Site information
- Type: local militia fort; Civil War Army post
- Controlled by: Iola's militia and various Army units

Location
- Coordinates: 37°55′18″N 95°24′10″W﻿ / ﻿37.9218°N 95.4028°W

Site history
- Built: ca. 1859
- In use: ca. 1859 - 1865
- Materials: stone, earth

Garrison information
- Past commanders: built by Davis Parsons; commanded by various Army officers
- Garrison: various Army units

= Iola's fort =

Fort in Kansas, US

Iola, Kansas, was founded in 1859 and soon after a two-story stone building was built on the southwest corner of Jefferson and Madison streets. Davis Parsons, one of the first town settlers, built this building, which was to serve as a rallying point and defense headquarters in the event the town was threatened by Bushwhackers or Indians. The area's Indians proved reasonably peaceful and no Bushwhackers threatened the area. The stone building was not truly fortified until the Civil War began.

The building was transformed into a blockhouse when the War began and the threats of attacks by Confederate guerrillas grew. The entire block on which the fort stood was fortified. A trench lined with an earthen embankment was constructed on the perimeter of the block.

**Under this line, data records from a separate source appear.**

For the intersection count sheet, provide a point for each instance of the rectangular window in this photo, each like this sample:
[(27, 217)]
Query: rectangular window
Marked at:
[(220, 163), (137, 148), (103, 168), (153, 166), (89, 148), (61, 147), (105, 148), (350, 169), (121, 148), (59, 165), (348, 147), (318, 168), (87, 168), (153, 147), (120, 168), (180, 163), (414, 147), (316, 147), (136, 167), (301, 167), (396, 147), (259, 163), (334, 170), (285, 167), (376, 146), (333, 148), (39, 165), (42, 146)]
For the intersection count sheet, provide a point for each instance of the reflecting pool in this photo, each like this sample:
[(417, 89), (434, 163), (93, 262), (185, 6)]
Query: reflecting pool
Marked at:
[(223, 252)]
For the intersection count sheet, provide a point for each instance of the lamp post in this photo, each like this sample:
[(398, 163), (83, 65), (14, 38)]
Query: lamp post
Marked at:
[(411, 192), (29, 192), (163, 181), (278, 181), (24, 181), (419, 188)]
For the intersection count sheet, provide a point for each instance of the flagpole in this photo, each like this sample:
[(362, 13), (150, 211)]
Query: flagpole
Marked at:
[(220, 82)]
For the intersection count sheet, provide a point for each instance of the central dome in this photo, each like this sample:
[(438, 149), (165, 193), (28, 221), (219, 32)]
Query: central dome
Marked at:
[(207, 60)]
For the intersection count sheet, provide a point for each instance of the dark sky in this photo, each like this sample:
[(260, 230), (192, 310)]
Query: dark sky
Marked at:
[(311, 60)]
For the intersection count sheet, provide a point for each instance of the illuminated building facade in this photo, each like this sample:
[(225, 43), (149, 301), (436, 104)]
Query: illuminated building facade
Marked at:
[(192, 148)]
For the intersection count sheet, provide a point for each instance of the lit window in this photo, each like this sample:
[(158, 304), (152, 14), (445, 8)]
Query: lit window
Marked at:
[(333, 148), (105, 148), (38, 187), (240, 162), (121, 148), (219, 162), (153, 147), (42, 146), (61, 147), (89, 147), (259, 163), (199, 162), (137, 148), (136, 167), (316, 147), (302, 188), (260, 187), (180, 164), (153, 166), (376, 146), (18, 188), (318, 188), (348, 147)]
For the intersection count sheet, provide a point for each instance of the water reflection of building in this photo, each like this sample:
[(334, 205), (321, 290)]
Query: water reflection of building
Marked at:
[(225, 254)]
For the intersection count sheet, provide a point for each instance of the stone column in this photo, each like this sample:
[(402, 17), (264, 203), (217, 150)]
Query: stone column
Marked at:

The fort served as a recruiting station and the Army kept troops in Iola through most of the Civil War. These troops used the blockhouse for their barracks. At times up to 400 men were stationed in Iola. While nearby Humboldt, Kansas, was raided twice in fall 1861, Iola was never attacked by Confederates.

After the War's end, the earthworks were leveled to make way for new building lots. The fort itself was used as a hotel for many years. In 1880 the building was demolished to make way for a new building. The outlines of the earthworks were still visible then. In 1907 a new bank building in turn was erected on the fort site and in 1931 a plaque commemorating the old fort was placed on the side of the bank.